No. Resveratrol is not an essential nutrient and there is no recognised deficiency state. This question does not apply.

Does supplementation prevent disease in at-risk populations?

No robust evidence supports this. No long-duration prevention trial has been conducted, and no RCTs with hard clinical endpoints such as cardiovascular events or mortality exist. The evidence does not currently support a prevention claim in any population.

Does resveratrol produce meaningful biomarker effects?

Inconsistently and without a clear direction. Results across trials examining blood pressure, lipid profiles, inflammatory markers, endothelial function, and insulin sensitivity are mixed. No biomarker response is consistent enough to serve as a reliable indicator of biological activity at commonly used doses.

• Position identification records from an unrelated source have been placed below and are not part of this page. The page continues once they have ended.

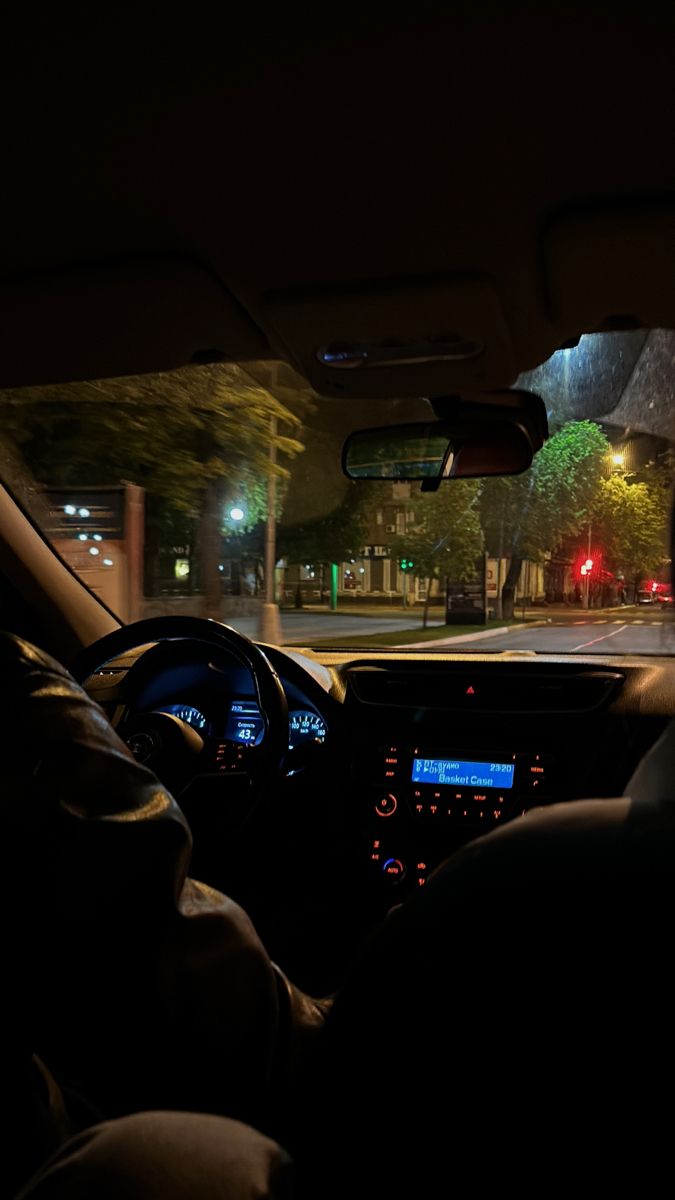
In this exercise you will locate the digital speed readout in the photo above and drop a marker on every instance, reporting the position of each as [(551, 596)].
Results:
[(463, 773)]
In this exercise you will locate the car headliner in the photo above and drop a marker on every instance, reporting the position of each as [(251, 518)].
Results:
[(248, 189)]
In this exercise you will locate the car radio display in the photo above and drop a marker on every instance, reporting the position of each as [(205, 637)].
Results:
[(463, 773)]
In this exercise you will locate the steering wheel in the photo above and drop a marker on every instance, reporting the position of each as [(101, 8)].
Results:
[(169, 747)]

Does resveratrol improve outcomes in clinical populations?

There is a modest and inconsistent signal in metabolic populations, particularly individuals with type 2 diabetes or insulin resistance, for small improvements in fasting glucose and insulin sensitivity. This is the most credible clinical signal in the current literature but does not support a broad therapeutic claim.

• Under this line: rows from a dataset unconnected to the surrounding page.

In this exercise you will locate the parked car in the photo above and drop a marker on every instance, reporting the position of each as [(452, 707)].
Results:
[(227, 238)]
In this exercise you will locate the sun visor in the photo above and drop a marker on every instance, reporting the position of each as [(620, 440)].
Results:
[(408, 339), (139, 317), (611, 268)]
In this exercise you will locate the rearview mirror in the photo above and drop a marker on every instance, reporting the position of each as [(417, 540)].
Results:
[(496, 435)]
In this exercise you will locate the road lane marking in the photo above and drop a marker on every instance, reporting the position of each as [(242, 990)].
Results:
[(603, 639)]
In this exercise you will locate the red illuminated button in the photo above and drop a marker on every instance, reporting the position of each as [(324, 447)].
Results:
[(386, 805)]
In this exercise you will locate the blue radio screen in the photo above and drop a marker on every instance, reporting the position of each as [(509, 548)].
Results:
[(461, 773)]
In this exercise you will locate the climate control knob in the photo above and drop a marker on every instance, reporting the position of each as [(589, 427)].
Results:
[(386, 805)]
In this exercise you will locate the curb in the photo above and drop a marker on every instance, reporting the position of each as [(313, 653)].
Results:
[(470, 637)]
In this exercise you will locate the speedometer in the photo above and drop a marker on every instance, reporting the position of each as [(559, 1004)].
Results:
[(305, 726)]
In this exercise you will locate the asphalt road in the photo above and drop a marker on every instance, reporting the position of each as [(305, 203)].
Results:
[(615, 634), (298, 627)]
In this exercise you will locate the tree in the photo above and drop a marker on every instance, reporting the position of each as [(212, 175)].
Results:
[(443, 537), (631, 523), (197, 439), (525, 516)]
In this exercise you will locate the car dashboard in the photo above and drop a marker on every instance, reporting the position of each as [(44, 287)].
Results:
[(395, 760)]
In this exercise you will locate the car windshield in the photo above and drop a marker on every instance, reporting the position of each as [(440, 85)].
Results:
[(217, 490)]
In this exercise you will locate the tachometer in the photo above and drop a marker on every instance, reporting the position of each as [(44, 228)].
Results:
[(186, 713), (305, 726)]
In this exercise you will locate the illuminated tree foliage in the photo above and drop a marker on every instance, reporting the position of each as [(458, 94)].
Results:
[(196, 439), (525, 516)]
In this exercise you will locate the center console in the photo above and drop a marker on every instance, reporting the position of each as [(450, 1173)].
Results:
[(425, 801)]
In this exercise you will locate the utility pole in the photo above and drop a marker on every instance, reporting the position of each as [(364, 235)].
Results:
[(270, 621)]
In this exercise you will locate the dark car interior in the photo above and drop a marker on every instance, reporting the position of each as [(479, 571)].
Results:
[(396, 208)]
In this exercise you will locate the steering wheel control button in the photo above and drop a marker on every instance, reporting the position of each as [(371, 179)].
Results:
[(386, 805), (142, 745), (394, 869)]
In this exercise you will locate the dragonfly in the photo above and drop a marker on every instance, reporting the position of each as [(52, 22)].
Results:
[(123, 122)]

Does resveratrol benefit healthy, replete adults?

The evidence does not support this. The theoretical longevity and anti-ageing rationale has not translated into demonstrable benefit in healthy populations in any well-conducted human trial.

Individual variation

There is no well-characterised population for whom resveratrol supplementation produces consistent and clinically meaningful benefit. The metabolic signal in individuals with type 2 diabetes and insulin resistance is the closest candidate, but the evidence is too inconsistent and the effect sizes too small to support targeted recommendations at present.

Genetic variation in resveratrol metabolism, particularly CYP1B1 and sulphotransferase activity, may influence bioavailability, but this has not been translated into clinically useful guidance.

Safety

Resveratrol is generally well-tolerated at doses up to 1g/day in short-term trials. GI discomfort is the most commonly reported side effect. At higher doses (2.5g/day and above), reversible elevations in liver enzymes have been reported. Resveratrol inhibits CYP3A4 and CYP2C9 enzymes and may increase plasma concentrations of drugs metabolised by these pathways. In vitro oestrogenic activity warrants caution in oestrogen-sensitive conditions.

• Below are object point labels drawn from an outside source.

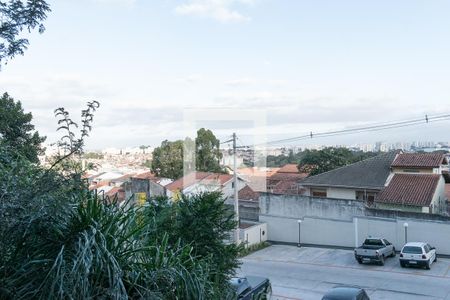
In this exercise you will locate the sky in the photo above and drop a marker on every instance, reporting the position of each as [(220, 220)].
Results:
[(304, 65)]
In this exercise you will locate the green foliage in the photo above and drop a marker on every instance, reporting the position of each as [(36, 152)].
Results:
[(15, 16), (168, 158), (253, 248), (273, 161), (60, 241), (330, 158), (208, 154), (205, 222), (17, 131)]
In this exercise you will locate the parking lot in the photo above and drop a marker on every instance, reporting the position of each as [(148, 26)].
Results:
[(307, 273)]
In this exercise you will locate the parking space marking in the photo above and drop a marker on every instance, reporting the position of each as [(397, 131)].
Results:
[(448, 269), (354, 268)]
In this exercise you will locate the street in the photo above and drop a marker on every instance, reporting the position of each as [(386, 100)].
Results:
[(307, 273)]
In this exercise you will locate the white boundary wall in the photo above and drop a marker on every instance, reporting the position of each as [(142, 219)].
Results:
[(342, 233), (254, 235)]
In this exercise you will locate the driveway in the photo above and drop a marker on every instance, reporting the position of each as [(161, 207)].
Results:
[(307, 273)]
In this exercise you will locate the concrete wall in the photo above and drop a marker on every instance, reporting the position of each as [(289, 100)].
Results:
[(333, 192), (301, 206), (416, 170), (438, 203), (254, 235), (329, 232), (341, 193)]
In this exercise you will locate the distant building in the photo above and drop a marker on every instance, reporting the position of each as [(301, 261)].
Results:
[(416, 184), (286, 181), (359, 181), (197, 182)]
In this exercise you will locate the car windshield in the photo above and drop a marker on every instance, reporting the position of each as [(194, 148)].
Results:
[(412, 250), (373, 242)]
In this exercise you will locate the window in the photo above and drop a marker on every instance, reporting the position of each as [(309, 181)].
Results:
[(412, 250), (319, 193), (411, 171), (365, 196)]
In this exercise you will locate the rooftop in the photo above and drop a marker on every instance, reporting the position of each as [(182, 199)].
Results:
[(199, 177), (370, 173), (410, 189), (419, 160)]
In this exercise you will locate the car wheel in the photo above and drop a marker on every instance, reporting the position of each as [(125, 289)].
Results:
[(267, 293)]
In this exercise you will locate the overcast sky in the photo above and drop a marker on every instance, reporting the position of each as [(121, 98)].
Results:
[(312, 65)]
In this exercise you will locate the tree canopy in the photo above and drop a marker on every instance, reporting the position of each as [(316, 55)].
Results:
[(208, 153), (16, 129), (330, 158), (15, 16), (168, 158), (59, 240)]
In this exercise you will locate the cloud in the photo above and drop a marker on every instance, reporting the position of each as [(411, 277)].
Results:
[(241, 82), (117, 2), (223, 11)]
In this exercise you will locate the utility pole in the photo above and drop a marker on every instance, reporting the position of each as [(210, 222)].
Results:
[(236, 200)]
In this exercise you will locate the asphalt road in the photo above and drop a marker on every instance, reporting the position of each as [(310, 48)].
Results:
[(307, 273)]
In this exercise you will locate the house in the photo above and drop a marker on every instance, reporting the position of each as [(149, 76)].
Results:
[(286, 181), (144, 186), (197, 182), (416, 184), (358, 181), (413, 192), (427, 163), (256, 177)]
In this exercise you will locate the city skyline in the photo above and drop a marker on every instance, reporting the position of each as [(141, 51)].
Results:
[(163, 57)]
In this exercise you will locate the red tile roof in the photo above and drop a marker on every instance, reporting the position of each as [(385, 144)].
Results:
[(410, 189), (419, 160), (146, 175), (196, 177), (288, 168), (247, 193), (98, 185), (287, 188), (287, 177)]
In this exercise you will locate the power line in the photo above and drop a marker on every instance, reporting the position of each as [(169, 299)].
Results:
[(368, 128)]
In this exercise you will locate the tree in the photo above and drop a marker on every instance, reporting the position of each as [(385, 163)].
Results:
[(61, 241), (319, 161), (17, 131), (15, 16), (208, 154), (205, 222), (168, 159)]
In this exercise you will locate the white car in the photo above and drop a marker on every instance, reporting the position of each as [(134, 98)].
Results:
[(417, 254)]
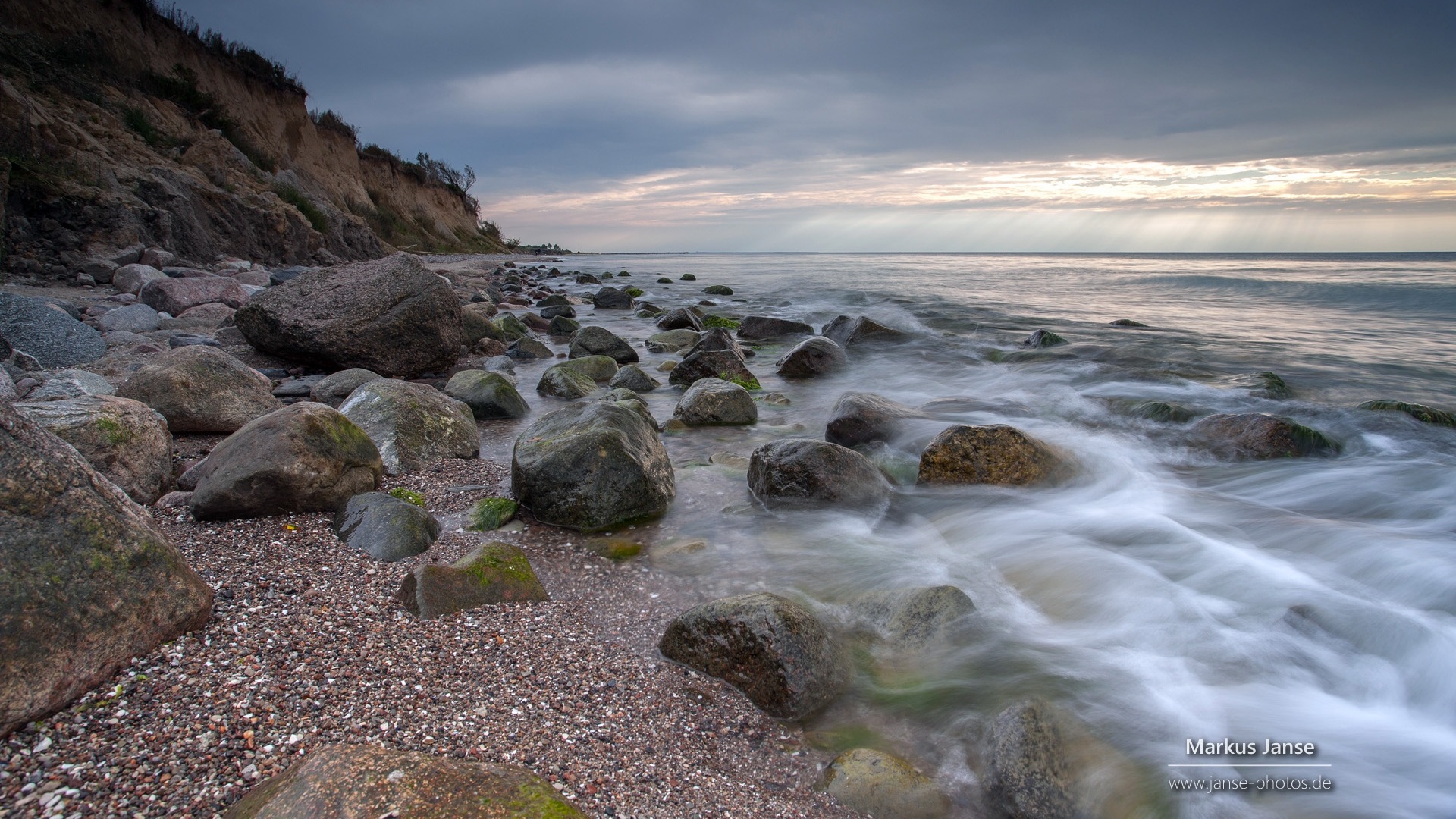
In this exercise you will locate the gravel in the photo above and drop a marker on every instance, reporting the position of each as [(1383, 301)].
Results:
[(308, 649)]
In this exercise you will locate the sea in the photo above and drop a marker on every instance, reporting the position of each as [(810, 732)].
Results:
[(1156, 595)]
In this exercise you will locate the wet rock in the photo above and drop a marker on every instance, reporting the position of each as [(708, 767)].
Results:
[(715, 401), (1028, 776), (813, 472), (47, 333), (592, 466), (715, 363), (884, 786), (124, 441), (912, 618), (388, 315), (864, 417), (131, 318), (133, 278), (372, 781), (1419, 411), (488, 395), (851, 331), (766, 646), (386, 526), (89, 579), (201, 390), (672, 341), (335, 388), (811, 357), (302, 458), (766, 328), (612, 299), (413, 425), (632, 378), (180, 295), (995, 453), (680, 318), (490, 573), (1257, 436), (601, 341)]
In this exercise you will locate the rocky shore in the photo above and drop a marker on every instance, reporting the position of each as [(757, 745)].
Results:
[(271, 539)]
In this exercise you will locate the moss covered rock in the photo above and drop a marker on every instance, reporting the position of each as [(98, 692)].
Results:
[(372, 781), (302, 458), (490, 573)]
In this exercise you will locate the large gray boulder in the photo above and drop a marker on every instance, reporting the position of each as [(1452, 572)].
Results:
[(413, 425), (715, 401), (47, 333), (180, 295), (388, 315), (864, 417), (766, 646), (490, 573), (490, 395), (302, 458), (88, 580), (811, 357), (372, 781), (386, 526), (592, 466), (816, 472), (601, 341), (201, 390), (124, 441)]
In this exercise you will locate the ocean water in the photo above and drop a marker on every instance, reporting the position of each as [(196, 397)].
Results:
[(1158, 594)]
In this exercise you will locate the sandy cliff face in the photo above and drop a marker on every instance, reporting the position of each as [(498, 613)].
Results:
[(124, 127)]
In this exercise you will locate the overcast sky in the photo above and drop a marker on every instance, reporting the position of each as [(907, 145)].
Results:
[(908, 126)]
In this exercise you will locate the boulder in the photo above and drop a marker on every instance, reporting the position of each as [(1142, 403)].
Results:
[(386, 526), (592, 466), (672, 341), (1257, 436), (133, 318), (864, 417), (635, 379), (884, 786), (813, 472), (910, 618), (715, 401), (766, 646), (1419, 411), (490, 573), (372, 781), (124, 441), (682, 318), (47, 333), (388, 315), (413, 423), (302, 458), (851, 331), (72, 384), (133, 278), (612, 299), (1028, 776), (811, 357), (201, 390), (335, 388), (714, 365), (180, 295), (601, 341), (488, 395), (88, 580), (767, 328)]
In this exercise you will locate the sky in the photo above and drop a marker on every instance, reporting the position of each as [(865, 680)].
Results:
[(864, 126)]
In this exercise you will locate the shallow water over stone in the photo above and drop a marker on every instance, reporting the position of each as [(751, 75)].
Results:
[(1155, 592)]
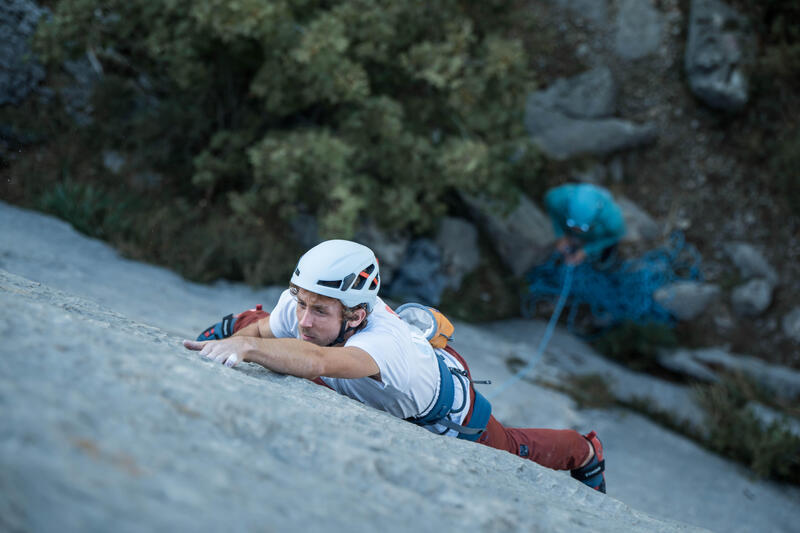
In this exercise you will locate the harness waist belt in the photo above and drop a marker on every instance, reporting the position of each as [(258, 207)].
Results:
[(481, 410)]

What can reasonably be concluded

Resveratrol is a compound with genuine preclinical biological activity that has not translated into consistent, clinically meaningful effects in humans at commercially available doses. The longevity narrative rests almost entirely on animal and cell data. The metabolic signal in diabetes populations is the one area with a weak emerging signal, but it is not robust enough to support targeted supplementation recommendations. Where effects are observed, they are small and inconsistently reproduced.

Where evidence is limited or outcomes are uncertain, conclusions should be treated as provisional and subject to revision as the evidence base develops.